- Born: 12 August 1898 Irkutsk, Russian Empire
- Died: 6 August 1976 (aged 77) Moscow, RSFSR, Soviet Union
- Known for: Seabed mapping
- Scientific career
- Fields: Marine geology
- Workplaces: Shirshov Institute of Oceanology Academy of Sciences of the Soviet Union
- Doctoral advisor: Vladimir Vernadsky

Notes
- A founder of Russian marine science and the first to fully map the seabed of the Barents Sea.

= Maria Klenova =

Russian and Soviet marine geologist

Maria Vasilyevna Klenova (or Klyonova) (Мари́я Васи́льевна Клёнова; 12 August 1898 – 6 August 1976) was a Russian and Soviet marine geologist and one of the founders of Russian marine science and contributor to the first Soviet Antarctic atlas.

Klenova studied to become a professor and later on worked as a member of the Council for Antarctic Research of the Academy of Sciences of the Soviet Union. During that time she spent nearly thirty years researching in the Polar Regions and become the first woman scientist to do research in Antarctica. She joined in the First Soviet Antarctic Expedition (1955–57) and worked with ANARE (Australian National Antarctic Research Expeditions) at Macquarie Island.

== Early life ==
Maria Vasilyevna Klenova was born in Irkutsk in 1898. She was educated in Yekaterinburg and moved to Moscow during World War I to work in a hospital while undertaking medical studies. She travelled to Siberia to continue her medical studies during the Russian Civil War. In the early 1920s Klenova returned to Moscow and pursued a study of mineralogy. She graduated from Moscow State University in 1924. She undertook her doctoral degree under supervisors Yakov Samoilov and Vladimir Vernadsky.

==Career==
Klenova began her marine geology career in 1925 as a researcher aboard the Soviet research vessel Perseus, attached to the Floating Marine Research Institute (precursor to the present-day Nikolai M. Knipovich Polar Research Institute of Marine Fisheries and Oceanography) established by Ivan Mesyatsev in the Barents Sea and the archipelagos of Novaya Zemlya, Spitsbergen, and Franz Josef Land. In 1933 Klenova produced the first complete seabed map of the Barents Sea. She identified and named the Barents abyssal plain (85ºN, 40ºE) after the Dutch polar explorer Willem Barentsz (or Barents) who died in 1597 on his third expedition to find the Northeast Passage.

In 1949 Klenova became a senior research associate at the Shirshov Institute of Oceanology of the Academy of Sciences of the Soviet Union.

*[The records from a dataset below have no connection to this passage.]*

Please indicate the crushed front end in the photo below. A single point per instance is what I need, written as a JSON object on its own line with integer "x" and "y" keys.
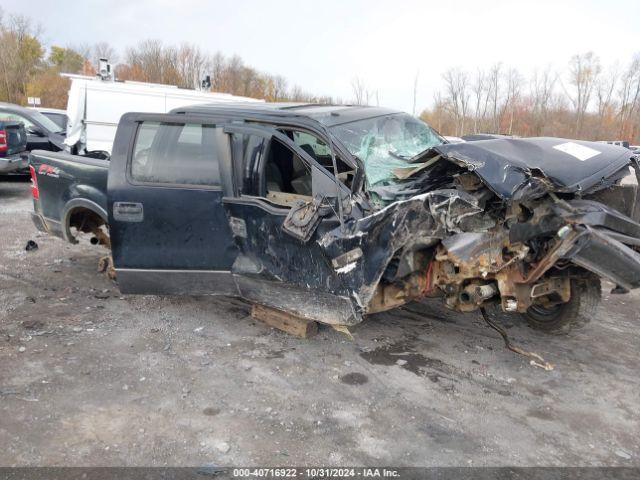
{"x": 518, "y": 222}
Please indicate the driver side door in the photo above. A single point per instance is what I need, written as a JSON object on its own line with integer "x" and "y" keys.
{"x": 281, "y": 206}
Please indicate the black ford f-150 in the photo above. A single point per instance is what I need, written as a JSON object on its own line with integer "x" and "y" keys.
{"x": 334, "y": 212}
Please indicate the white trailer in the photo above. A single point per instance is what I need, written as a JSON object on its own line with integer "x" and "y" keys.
{"x": 95, "y": 106}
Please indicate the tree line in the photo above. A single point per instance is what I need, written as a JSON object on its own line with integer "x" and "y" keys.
{"x": 586, "y": 100}
{"x": 28, "y": 69}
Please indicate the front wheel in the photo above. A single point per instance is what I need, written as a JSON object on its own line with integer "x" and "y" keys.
{"x": 574, "y": 314}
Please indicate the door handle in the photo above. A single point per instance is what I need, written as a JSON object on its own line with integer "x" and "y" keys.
{"x": 128, "y": 212}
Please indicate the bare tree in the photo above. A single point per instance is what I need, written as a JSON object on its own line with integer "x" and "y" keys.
{"x": 584, "y": 70}
{"x": 456, "y": 87}
{"x": 542, "y": 87}
{"x": 479, "y": 88}
{"x": 514, "y": 83}
{"x": 494, "y": 94}
{"x": 360, "y": 92}
{"x": 629, "y": 95}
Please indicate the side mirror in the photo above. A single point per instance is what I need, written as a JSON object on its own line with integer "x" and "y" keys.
{"x": 304, "y": 217}
{"x": 33, "y": 130}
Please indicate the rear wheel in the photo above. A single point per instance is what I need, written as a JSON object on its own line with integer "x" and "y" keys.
{"x": 574, "y": 314}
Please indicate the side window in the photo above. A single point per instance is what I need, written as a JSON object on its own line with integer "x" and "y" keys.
{"x": 287, "y": 176}
{"x": 172, "y": 153}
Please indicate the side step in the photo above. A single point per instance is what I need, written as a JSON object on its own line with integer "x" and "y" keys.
{"x": 291, "y": 324}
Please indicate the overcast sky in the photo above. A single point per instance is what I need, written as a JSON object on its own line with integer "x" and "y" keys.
{"x": 323, "y": 45}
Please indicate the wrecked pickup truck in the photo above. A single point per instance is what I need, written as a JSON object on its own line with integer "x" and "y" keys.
{"x": 331, "y": 213}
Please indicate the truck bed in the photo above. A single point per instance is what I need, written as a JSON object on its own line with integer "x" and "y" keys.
{"x": 65, "y": 184}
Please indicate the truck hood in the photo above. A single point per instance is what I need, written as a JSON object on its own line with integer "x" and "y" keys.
{"x": 513, "y": 167}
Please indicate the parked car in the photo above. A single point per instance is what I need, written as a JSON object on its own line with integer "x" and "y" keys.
{"x": 335, "y": 212}
{"x": 95, "y": 106}
{"x": 42, "y": 133}
{"x": 13, "y": 148}
{"x": 57, "y": 116}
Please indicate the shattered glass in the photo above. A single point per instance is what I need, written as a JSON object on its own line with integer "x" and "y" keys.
{"x": 386, "y": 143}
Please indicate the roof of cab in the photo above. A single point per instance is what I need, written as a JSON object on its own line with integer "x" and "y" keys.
{"x": 328, "y": 115}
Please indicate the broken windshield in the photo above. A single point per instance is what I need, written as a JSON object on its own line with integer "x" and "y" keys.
{"x": 386, "y": 143}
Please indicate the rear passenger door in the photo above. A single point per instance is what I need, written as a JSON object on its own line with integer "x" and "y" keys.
{"x": 169, "y": 231}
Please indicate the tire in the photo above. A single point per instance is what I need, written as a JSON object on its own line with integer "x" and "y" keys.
{"x": 574, "y": 314}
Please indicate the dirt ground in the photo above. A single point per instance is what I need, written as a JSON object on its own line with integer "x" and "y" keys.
{"x": 91, "y": 377}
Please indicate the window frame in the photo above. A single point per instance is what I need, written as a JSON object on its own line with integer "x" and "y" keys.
{"x": 172, "y": 119}
{"x": 271, "y": 131}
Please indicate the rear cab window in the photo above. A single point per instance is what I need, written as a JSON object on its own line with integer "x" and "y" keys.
{"x": 175, "y": 154}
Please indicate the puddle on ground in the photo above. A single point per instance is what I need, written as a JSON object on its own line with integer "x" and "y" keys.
{"x": 404, "y": 356}
{"x": 354, "y": 378}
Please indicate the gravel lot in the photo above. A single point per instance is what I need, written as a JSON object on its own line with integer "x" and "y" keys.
{"x": 91, "y": 377}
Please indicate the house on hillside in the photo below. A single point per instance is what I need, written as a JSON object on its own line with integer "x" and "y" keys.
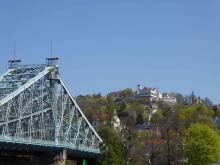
{"x": 168, "y": 98}
{"x": 149, "y": 93}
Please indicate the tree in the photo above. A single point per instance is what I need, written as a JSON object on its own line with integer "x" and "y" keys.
{"x": 207, "y": 101}
{"x": 201, "y": 145}
{"x": 113, "y": 148}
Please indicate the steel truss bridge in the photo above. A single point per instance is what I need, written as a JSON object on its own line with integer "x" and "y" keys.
{"x": 37, "y": 112}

Her work included analyses of seabed geology in the Atlantic Ocean and the Antarctic, and in the Caspian, Barents and White Seas. In the austral summer of 1956 she traveled with a Soviet oceanographic team to map uncharted areas of the Antarctic coast.

==Contributions==
Her contributions helped to create the first Antarctic atlas, a groundbreaking four-volume work published in the Soviet Union. Klenova spent most of her time making observations on board the Russian icebreakers Ob and Lena. Her group took oceanographic measurements in Antarctic and sub-Antarctic waters. Along with Klenova there were seven other women on board the Ob. At that time women were rarely allowed to venture on land and had to rely on their male colleagues to collect and bring back data samples. In between these two voyages she worked at Mirny, a Russian base on the Queen Mary Coast (which is shared by Australian and Polish Research Stations). On the way home Klenova went to Macquarie Island where she became the first female scientist ever to go ashore.

Her book Geologiya Moray (Geology of the sea) published in 1948 was the second textbook dedicated to marine geology.

==Honours==
The Klenova Valley, an oceanographic valley discovered in 1981–1983 by the USSR Northern Fleet Hydrographic Expedition is named after her. Klenova Seamount, about 450 km east of Salvador, Brazil (13º01.5' S, 34º15' W), Klenova crater on Venus and Klenova Peak in Antarctica are also named in her honour.